Finding the Way
When Ayub Mohammad was in eighth grade, members of the military detained him on his way to school and tried to conscript him into forced labor. When he refused, he was beaten and tortured.
“That day, I decided I had to leave Myanmar,” said Mohammad, who is a member of the Rohingya ethnic group, which has been subject to brutal persecution in the country.
In high school, he fled across the border to Bangladesh where, along with dozens of other Bangladeshi and Rohingya refugees, he boarded a boat bound for Malaysia. After 27 days floating in the Indian Ocean, many without food or water, the group was rescued by the Sri Lankan navy.
Mohammad spent four years in Sri Lanka before a resettlement program sent him to the U.S. He arrived in Clarkston, Ga., in February 2012. A little more than two years later, he founded the Burmese Rohingya Community of Georgia (BRCG), a nonprofit dedicated to supporting refugees and immigrants.
“When I came here, I didn’t see anyone helping refugees except resettlement agencies, and typically only for a very short period of time, about three to six months,” Mohammad said. “But it takes much longer than that for people to become acclimated and self-sufficient.”
BRCG is one of a dozen partners — community groups, agencies, nongovernmental organizations and new citizens — who will inform and direct the work of Georgia State’s new Clarkston-based Prevention Research Center (PRC) when it opens on Sept. 30. The center, funded by a $3.75 million grant from the Centers for Disease Control & Prevention (CDC), will focus on the health and health disparities of migrants and refugees.
The PRC network’s dedication to community-based participatory research makes it unique. The advisory board, which includes BRCG, will help guide the center’s research and offer input on health concerns that should be addressed. Dr. Heval Kelli (B.A. ’08), cardiology Fellow at Emory University who arrived in the U.S. as a refugee in 2001, will chair the board. Community engagement will be overseen by Mary Helen O’Connor, assistant professor of English at Perimeter College and director of Georgia State’s Center for Community Engagement.
“Having taught in Clarkston for more than a decade, I’m excited to have an initiative that will develop innovative approaches to address persistent disparities in this community,” said O’Connor. “We look forward to learning together how to make measurable and sustainable improvements in the health of our friends, neighbors and students.”

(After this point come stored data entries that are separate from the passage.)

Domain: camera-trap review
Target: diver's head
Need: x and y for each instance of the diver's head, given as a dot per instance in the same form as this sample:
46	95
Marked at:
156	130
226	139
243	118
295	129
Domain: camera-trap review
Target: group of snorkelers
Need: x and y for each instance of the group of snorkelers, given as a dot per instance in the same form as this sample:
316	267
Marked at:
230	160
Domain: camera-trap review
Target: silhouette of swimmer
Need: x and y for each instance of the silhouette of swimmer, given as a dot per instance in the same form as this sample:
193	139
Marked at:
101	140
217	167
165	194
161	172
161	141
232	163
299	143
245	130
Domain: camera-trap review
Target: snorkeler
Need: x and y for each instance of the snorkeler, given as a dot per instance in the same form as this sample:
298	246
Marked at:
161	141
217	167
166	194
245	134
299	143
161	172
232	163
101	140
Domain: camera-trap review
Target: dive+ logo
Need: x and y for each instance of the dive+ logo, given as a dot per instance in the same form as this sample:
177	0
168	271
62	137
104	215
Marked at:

The center’s core research project will address the health and well-being of migrant children by adapting SafeCare, an evidence-based parenting program. Georgia State researchers will use SafeCare to conduct the first systematic effort in the nation to develop culturally and linguistically relevant care and interventions for migrant and refugee children.

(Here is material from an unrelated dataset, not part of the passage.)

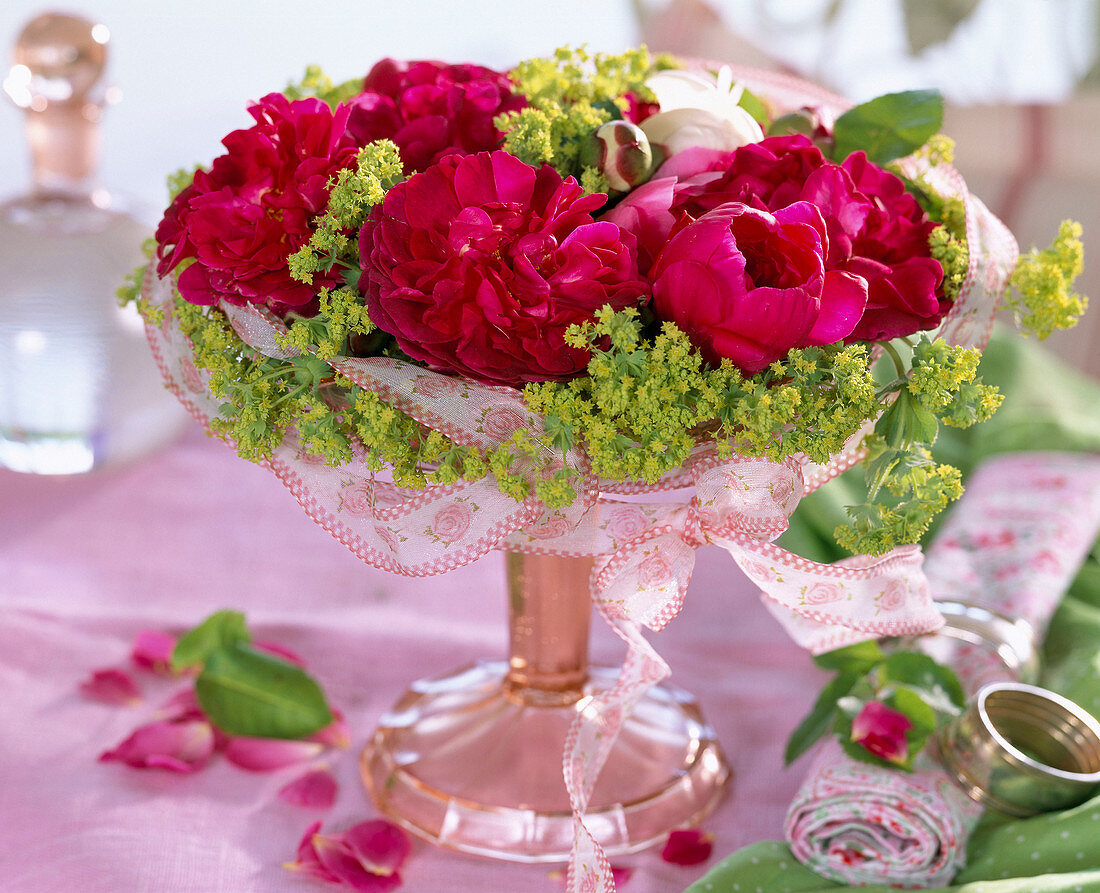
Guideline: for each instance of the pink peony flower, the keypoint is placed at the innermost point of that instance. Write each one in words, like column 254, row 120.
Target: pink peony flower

Led by Daniel Whitaker, professor in the School of Public Health and co-director of the National SafeCare Training and Research Center, the project will examine whether the program can improve the parent-child relationship, alleviate parenting stress, and boost children’s social and emotional health.

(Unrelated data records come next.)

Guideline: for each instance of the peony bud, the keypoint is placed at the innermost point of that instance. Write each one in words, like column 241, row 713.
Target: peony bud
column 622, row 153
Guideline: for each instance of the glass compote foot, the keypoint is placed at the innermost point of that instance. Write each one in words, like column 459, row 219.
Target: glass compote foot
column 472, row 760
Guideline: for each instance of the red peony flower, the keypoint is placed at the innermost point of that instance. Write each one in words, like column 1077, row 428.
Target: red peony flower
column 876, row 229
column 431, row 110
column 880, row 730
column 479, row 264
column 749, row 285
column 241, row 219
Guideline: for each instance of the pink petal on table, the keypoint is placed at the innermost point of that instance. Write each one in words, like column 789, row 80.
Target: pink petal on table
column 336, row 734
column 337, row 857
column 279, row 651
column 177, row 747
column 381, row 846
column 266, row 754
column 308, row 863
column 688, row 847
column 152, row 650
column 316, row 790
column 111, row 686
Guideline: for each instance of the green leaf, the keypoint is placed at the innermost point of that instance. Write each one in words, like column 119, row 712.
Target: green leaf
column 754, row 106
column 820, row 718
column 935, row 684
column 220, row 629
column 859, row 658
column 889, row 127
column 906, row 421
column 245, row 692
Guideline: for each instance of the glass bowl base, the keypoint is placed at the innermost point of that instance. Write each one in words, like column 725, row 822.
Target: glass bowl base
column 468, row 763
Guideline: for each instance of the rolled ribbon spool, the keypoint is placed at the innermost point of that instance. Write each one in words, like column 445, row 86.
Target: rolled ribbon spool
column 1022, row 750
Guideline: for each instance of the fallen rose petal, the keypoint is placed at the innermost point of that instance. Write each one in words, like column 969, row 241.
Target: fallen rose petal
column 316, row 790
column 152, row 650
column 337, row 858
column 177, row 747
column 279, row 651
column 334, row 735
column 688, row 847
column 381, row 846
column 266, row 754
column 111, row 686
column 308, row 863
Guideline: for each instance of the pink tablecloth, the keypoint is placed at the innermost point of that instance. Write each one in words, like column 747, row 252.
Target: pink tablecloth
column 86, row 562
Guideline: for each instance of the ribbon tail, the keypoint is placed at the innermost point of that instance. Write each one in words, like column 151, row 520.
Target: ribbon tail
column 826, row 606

“We are deeply honored to join the CDC’s Prevention Research Center network, which has played a vital role in advancing public health in this country for more than 30 years,” said Michael Eriksen, interim vice president for research and economic development at Georgia State, who will direct the center. “Nationally, very little is being done to address issues affecting refugee communities, and having a campus inside Clarkston presents a tremendous opportunity to work with a population that needs support and research.”